Murat Yılmaz’ın yazdığı “Sabri F. Ülgener ve Muhafazakârlık” bölümünün sonunda verdiği “Türkiye’de bir Weber-Ülgener ekolünün oluştuğu şimdilik söylenemez” (S:81) hükme bütünüyle katılmak mümkün değildir. Ülgener başından beri zihniyetin ve bireysel (liberal-kapitalist) sermayedarın oluşmasını araştırmış ve kalkınmaya etki eden kapitalistleşmenin önündeki engelleri göstermeye çalışmıştır. Belki bir aydın ve entelektüel sınıf olarak bunu savunan ve yazan etkin bir ekol gelişmemiş olsa da Sabri F Ülgener’in kapitalistleşmeye engel gördüğü Batıni tasavvuf anlayışın da değişim başlamış, tarikatlar eskiden “bir lokma bir hırka” anlayışındayken sermaye biriktirmeyi düşünmez evliya menkıbelerinden gördüğümüz üzere gelen her türlü yardımı ihtiyaç sahiplerine toptan verir dağıtır, onları her zaman kendilerine muhtaç kılmaya çalışmazdı. Günümüzde tarikatlar ticari işletmeler (okullar, matbaalar, kitap satış yerler, hatta müritleri çalıştırdıkları zirai üreti yerleri)  kurarak ve verilen yardımları biriktirerek büyük sermayeler hükmeder hale gelmiş, müritlere de dağıtım yapılmayarak sermaye korunmuş, ancak aş evleri kurarak devamlı o gün sadece karnını doyuracağı kadar yemek dağıtarak hem miskinliğe alıştırmış hem de kapılarına bağlı hale getirmişlerdir. Son dönem devlette yaşanan gerçek değerleriyle hak edene satılarak özleştirilmediği gerekçesiyle eleştiri konusu olan özelleştirmeler sayesinde devlet güdümlü de olsa hür bir zihniyete evrilmenin işaretleri de görülmektedir.

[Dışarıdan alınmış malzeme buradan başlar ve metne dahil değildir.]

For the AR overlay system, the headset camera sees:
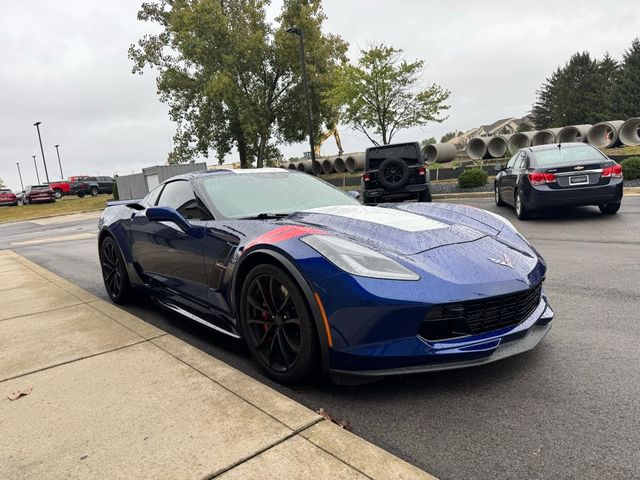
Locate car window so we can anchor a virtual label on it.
[507,152,520,168]
[158,180,205,220]
[142,184,164,207]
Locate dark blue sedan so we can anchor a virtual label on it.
[98,169,553,382]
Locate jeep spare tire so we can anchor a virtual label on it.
[378,157,409,190]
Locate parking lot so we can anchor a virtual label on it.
[0,196,640,479]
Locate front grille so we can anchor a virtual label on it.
[418,282,542,340]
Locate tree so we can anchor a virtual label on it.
[129,0,347,167]
[328,44,450,145]
[612,38,640,120]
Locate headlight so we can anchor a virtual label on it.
[300,235,420,280]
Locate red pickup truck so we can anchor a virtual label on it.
[49,180,71,198]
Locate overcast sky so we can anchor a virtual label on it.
[0,0,640,190]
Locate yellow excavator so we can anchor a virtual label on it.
[314,125,343,156]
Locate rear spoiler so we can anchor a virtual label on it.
[107,198,144,210]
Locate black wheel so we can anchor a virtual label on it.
[598,202,620,215]
[100,237,132,304]
[514,191,530,220]
[240,265,319,383]
[378,157,409,190]
[418,188,431,202]
[493,183,504,207]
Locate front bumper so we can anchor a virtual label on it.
[525,180,623,209]
[331,295,555,377]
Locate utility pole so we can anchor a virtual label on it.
[33,122,50,183]
[287,27,316,175]
[31,155,40,185]
[16,162,24,192]
[54,144,64,180]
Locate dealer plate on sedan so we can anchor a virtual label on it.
[569,175,589,185]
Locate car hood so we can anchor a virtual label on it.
[287,204,505,255]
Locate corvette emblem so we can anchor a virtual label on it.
[489,253,513,268]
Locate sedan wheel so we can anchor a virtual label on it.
[241,265,318,383]
[100,237,131,304]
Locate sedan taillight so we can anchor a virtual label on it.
[602,163,622,178]
[529,172,557,186]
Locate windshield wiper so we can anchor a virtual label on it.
[241,212,291,220]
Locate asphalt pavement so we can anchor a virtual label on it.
[0,196,640,479]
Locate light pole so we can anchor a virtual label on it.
[31,155,40,185]
[33,122,49,183]
[54,144,64,180]
[16,162,24,192]
[287,27,316,175]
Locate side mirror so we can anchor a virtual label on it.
[347,190,360,200]
[146,207,192,233]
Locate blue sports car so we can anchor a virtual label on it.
[98,169,554,383]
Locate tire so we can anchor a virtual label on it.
[513,191,530,220]
[378,157,409,190]
[493,183,504,207]
[100,237,133,305]
[598,202,620,215]
[418,187,431,202]
[240,265,320,384]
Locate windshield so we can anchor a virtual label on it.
[198,171,359,218]
[535,145,606,167]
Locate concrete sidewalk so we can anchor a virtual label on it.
[0,250,433,480]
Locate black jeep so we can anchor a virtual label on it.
[362,142,431,205]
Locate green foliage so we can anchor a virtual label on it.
[612,38,640,119]
[327,43,450,145]
[458,168,489,188]
[531,38,640,128]
[129,0,347,167]
[620,157,640,180]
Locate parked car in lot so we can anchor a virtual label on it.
[0,188,18,206]
[71,176,113,197]
[494,143,623,220]
[49,180,71,198]
[98,168,554,382]
[362,142,431,205]
[22,185,56,205]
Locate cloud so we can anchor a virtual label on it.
[0,0,640,188]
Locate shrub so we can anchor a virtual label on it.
[458,168,489,188]
[620,157,640,180]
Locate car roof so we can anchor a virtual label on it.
[169,167,292,183]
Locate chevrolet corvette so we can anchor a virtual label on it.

Feridun Yılmaz, yazdığı “Sabri F. Ülgener ve Liberalizm” (S:85) adlı bölümümde analizine başlamadan önce “Ülgener’i düşünsel bir politik angajman olarak liberalizm ile ilintilendirmek yerinde değilse de, Marxizme yönelttiği eleştiriler ve zihniyet analizinin bir sonucu olarak Kemalizm’den farklılaşan yaklaşımları, onu Türk siyasal düşünce yelpazesinin liberal kanadına daha yakın bir yere oturtmaktadır.” (S:86) diyerek hem liberal kabul etmeyip hem de cümlenin devamında liberal sınıfta sayarak bir önceki makalede “Muhafazakâr” yönünü ortaya koymaya çalışan Murat Yılmaz ile çelişmekte, kitap farklı iki zıt vasfı bir kişide birleştirmeye çalışan bir duruma düşmektedir. Ve nitekim yazının devamında da Sabri F. Ülgener’in “imalar yoluyla” liberalliğini ispatlanmaya çalışmaktadır. Ahmet Güner Sayar Hoca,  Sabri F. Ülgener’in ekonomik görüşü hakkında “Ülgener’e göre Keynesgil iktisat politikası iktisadi hürriyetlere zarar vermeden kamu girişimiyle özel sektörün birlikte yol aldığı bir ekonomi anlayışıydı. Bu birlikteliği anlatan karma ekonomi kavram ve anlayışını sahiplenmişti.” (S:114) ve Feridun Yılmaz’a cevap mahiyetinde yazdığı “İktisadi Liberalizm karşısında Sabri Ülgener” başlıklı yazısında “… Ülgener’i bir iktisat siyasası olarak liberalizme, ne de ‘düşünsel bir politik argüman olarak liberalizme’ ilintilendirmek, hele onun Türk siyasal düşüncesindeki yerini ‘liberal kanadına daha yakın bir yere’ oturtmak hatalıdır.” (S:119) diyerek cevap verip Sabri F. Ülgener’in liberalliğine karşı çıkmıştır. Sabri F. Ülgener hoca ne liberal ne solcu Marksist, ne de İslamcıdır. Rasyonalist, Hürriyetçi, Keynesyen karma ekonomi modeline taraftar vatan ve milliyet perver, İslam’ın ilk yıllarının ahlak anlayışını yaşayan, üretken bir âlim. Onun içinde Murat Yılmaz’ın ifade ettiği ekolleşme problemini kısmen yaşamıştır.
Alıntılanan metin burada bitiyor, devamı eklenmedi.